For the brackets, here are the brass parts and their instructions. Scary. That H thing is the kit part.












Noice. I'm getting better at this folding business.




























Now let's see about that not-fold-away handle -_-

Chop!
Comes away easily with just two cuts - good old chisel blade.

Clean it up and make a handle from stretched sprue, which I drill so I can mount it easily and cleanly.
Now stretch some more sprue, this time fairly fine.
This is how you make bolts - by holding the end of the sprue up to the candle. Or at least it's how you make A bolt because good luck to you getting two the same. Luckily I only need one of these things -

- to put on the end of the handle. But the handle seems to me now to be a tad long. So I cut it off where it meets the crank and remount it -
- on the wrong side of the crank. Bugger it.
All better.
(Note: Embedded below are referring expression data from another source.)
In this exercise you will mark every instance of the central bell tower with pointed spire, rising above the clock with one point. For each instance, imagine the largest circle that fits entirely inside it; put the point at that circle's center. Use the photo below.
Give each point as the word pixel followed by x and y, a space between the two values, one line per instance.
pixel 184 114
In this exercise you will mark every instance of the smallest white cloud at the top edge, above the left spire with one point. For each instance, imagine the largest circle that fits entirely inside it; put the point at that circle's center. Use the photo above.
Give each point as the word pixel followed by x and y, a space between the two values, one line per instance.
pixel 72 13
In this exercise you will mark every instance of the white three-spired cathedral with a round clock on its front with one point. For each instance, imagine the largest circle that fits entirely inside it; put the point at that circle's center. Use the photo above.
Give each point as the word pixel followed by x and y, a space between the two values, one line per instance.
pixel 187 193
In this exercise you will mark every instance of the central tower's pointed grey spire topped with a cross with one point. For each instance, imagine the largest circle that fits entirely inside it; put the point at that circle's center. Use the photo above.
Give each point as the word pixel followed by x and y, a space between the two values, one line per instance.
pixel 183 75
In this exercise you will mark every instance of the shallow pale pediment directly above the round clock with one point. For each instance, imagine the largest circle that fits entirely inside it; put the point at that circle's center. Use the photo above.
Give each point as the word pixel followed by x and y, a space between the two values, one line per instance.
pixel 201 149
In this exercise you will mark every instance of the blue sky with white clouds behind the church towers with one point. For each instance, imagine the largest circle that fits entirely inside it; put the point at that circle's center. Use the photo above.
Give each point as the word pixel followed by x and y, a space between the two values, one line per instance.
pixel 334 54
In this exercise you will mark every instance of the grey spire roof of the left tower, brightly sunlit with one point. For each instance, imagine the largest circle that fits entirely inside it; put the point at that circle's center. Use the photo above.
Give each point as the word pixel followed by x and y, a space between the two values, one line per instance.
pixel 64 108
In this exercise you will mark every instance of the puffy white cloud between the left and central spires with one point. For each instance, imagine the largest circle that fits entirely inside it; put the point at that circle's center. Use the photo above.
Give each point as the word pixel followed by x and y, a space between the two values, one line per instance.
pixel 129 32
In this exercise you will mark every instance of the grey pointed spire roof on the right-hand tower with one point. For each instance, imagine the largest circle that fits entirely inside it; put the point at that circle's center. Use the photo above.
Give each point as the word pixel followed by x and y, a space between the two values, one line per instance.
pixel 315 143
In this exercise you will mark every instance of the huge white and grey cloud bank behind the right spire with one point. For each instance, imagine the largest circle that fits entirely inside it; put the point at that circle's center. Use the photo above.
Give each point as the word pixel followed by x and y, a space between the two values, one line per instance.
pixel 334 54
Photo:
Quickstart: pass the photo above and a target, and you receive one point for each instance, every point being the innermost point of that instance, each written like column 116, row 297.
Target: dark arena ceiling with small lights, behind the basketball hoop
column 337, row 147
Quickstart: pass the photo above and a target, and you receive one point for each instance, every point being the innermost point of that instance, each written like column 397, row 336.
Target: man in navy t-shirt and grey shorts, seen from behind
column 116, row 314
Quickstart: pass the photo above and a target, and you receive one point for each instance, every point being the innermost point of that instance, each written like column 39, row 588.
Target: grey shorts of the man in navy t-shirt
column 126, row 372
I won't mount the handle just yet, I want the jack in the brackets first so I can rest the handle against the hull as per the photograph.
And then I enter into a nightmare realm, and there I dwell for many hours.  I tried to fit the jack mounts, and the latch for the sledgehammer. The brass instructions are approximate in their indication of exactly where to place these things. There is some variation in the photos I have. I could not make the jack mounts relate to the sledgehammer mounts, and nor could I see where the stay for the skirt was supposed to fit in. I made a distressing superglue mess. So I took the Track guard off completely. I used superglue debonder to dissolve and remove all the errant superglue. I stood the jack mounts in two more little ponds of the stuff and they are still there; hopefully in a moment when I pick them up I will be able to wipe the glue off their feet. Then, I put the track guard back on and fit just that one skirt, whose stay/strut I will need to work around. This will become my reference point because at least I can be fairly sure where it goes. Now I think I have a clearer idea of where to place the other bits. The two little holes in the hull are for the kit crowbar fixtures. This is clearly incompatible with the shovel mount (as provided). In many of the photos I have, there is no shovel and no shovel mount. I will remove the shovel mount. I'll tuck the shovel in somewhere, as I please.

I put the crowbar mounts in place. I see that bit of glue under the top bracket - don't worry, it's gone.

I can't bear to leave things in a state and now I'm back on square one and feeling a little better. And so to bed.